In reply to Helmut K Anheier and Diana Leat’s response[2] to my review of From Charity to Creativity[3], I would like to make an additional point. My main criticism was that their research was thin on data and hence their speculations were likewise light in substance. I am reinforced in this view by today re-reading some Charities Aid Foundation research from the 1994 Directory of Grant Making Trusts. In this volume, an analysis of the 2,519 registered trusts then in existence showed that:

  • 4.4 per cent of all trusts were formed before 1900 and accounted for 12.5 per cent of all trust assets;
  • 84.6 per cent of all trusts were formed in the post-1951 period and accounted for 63.3 per cent of all trust assets.

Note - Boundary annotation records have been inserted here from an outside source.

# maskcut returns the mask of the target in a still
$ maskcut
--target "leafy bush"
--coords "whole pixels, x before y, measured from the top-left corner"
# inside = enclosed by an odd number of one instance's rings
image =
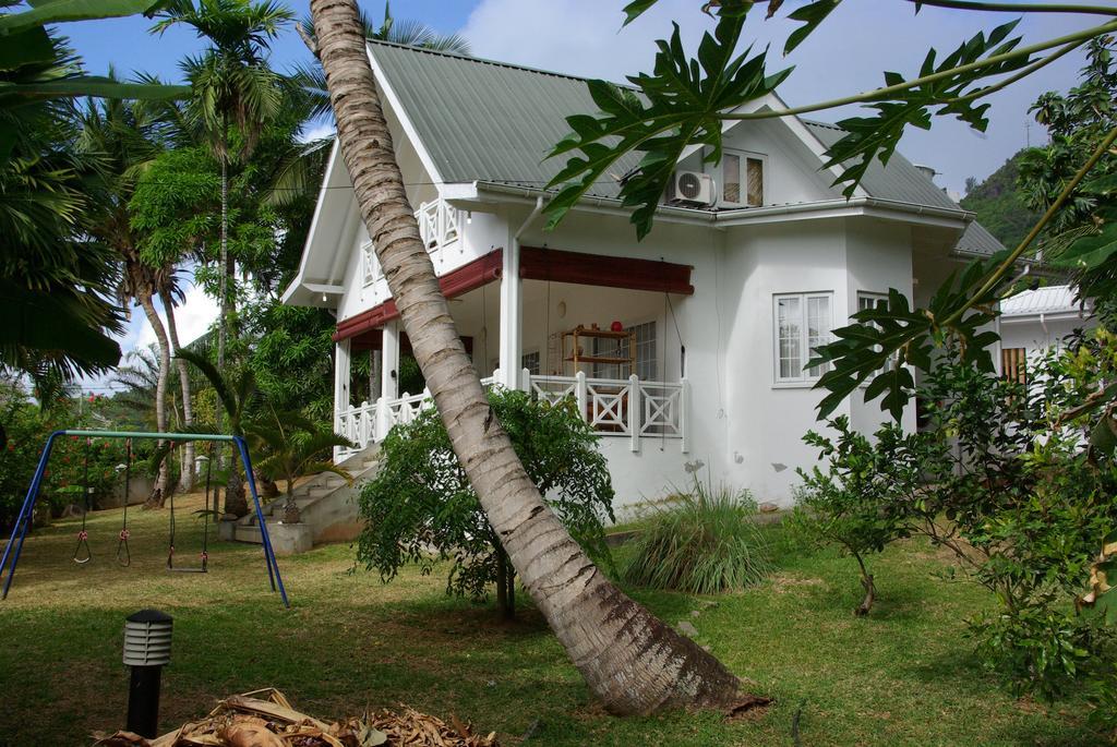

I raise this because Anheier and Leat make sweeping historical assumptions about the nature of trusts in the 19th and 20th centuries. As the above shows, in the UK most trusts were formed in the classic welfare state period. I speculate this is how philanthropists got ‘innovation into their psyche’ – the pump priming role until the state took over. What is the psyche of 21st century philanthropists? I do not know; but From Charity to Creativity does not inform me either.

Rodney Hedley

1 See Alliance, Vol 8, No 2, June 2003, p10.
2 See Alliance, Vol 8, No 1, March 2003, p42.